A couple of years ago I started building feed aggregation sites (aka "planets"[1]) using Plagger. Once you've installed Plagger, it's pretty simple to configure new planets.
Notice I say "once you've installed Plagger". Plagger is one of those CPAN modules which installs about half of CPAN. The CPAN dependencies page currently gives you a 26% chance of successfully installing Plagger.
The reason for that is clear. Plagger is an incredibly powerful tool. It is an all-purpose tool for slicing and dicing web feeds. It also includes special-case plugins for creating web feeds for many sources that don't currently publish them.
So the net result is that Plagger is large and often hard to install. And most people (or, at least, I) don't use a fraction of its power. I wish I didn't have to install all of Plagger's dependencies in order to just grab a few feeds and combine them into a planet site. Perhaps the Plagger team needs to look at breaking up the distribution into smaller parts that do less.

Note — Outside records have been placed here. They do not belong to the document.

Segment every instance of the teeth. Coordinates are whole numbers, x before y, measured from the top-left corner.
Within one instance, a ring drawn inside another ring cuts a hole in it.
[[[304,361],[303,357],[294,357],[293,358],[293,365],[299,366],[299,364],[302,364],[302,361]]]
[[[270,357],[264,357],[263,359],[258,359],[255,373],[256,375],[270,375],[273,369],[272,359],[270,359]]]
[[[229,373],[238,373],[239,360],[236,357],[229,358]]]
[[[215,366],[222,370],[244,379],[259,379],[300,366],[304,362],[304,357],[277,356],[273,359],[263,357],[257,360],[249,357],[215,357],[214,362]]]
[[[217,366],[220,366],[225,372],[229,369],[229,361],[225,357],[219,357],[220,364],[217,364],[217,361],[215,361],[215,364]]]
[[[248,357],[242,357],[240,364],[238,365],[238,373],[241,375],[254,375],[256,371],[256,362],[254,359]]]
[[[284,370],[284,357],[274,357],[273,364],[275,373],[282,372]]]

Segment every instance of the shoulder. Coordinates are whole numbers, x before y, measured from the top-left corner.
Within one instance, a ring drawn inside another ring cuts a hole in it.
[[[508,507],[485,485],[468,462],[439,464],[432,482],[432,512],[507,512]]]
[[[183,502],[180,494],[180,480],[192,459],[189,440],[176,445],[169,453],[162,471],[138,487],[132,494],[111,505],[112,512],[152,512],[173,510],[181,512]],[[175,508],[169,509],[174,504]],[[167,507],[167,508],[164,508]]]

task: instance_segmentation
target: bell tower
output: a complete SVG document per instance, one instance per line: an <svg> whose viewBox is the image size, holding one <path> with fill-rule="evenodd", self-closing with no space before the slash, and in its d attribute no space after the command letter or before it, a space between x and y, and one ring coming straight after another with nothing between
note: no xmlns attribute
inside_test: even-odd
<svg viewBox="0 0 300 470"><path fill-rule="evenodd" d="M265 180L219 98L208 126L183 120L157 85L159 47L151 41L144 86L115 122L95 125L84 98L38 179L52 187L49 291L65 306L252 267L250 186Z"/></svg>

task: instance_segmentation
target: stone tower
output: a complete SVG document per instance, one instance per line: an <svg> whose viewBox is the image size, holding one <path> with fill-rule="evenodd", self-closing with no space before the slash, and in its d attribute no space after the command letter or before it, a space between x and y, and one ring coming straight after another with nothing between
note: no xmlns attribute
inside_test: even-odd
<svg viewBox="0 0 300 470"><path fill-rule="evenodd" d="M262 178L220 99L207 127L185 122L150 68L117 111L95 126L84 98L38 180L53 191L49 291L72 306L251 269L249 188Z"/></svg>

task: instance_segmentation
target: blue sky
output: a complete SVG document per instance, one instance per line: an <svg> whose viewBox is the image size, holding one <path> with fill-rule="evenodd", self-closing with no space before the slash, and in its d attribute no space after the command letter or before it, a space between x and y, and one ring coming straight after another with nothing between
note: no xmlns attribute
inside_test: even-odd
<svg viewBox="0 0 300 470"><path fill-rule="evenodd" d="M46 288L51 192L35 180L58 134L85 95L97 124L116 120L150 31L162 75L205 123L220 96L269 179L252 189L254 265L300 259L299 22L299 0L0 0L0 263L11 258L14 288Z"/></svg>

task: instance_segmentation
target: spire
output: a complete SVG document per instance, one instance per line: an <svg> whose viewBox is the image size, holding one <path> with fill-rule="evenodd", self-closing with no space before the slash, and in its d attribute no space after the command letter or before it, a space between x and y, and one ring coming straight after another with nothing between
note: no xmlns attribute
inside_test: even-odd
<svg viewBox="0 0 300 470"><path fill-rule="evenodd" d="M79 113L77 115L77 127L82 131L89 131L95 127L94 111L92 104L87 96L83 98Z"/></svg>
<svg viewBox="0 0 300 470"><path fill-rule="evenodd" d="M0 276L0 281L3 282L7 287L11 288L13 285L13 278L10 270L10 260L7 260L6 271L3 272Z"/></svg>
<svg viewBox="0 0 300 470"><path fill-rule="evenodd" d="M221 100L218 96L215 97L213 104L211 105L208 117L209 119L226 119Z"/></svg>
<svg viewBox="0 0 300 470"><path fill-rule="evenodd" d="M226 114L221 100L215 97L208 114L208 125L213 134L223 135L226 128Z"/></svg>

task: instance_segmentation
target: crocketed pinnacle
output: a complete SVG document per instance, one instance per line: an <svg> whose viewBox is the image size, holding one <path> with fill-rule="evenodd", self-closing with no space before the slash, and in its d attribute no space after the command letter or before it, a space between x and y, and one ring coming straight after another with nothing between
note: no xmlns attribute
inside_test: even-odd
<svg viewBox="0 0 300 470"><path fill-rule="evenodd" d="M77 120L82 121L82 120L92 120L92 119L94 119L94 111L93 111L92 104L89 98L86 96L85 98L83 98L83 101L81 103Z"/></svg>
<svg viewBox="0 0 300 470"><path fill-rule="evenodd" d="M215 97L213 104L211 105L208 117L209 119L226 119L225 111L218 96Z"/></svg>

[Update: Miyagawa points out that the vast majority of Plagger's dependencies are optional, so I'm overstating the case here. Sorry about that.]
Recently I moved a lot of my sites to a new server. And I really didn't want to go through the pain of installing Plagger. Therefore all of my planets have been dead for a couple of months. And that has been bothering me. But a couple of days ago (prompted by something that Paul Mison wrote) I decided to do something about it.
I a few hours of spare time I wrote Perlanet[2]. It doesn't do anything at all complex. It reads data from a YAML file, uses XML::Feed to parse the feeds and then the Template Toolkit to generate the web page (oh, and XML::Feed again to generate the combined feed).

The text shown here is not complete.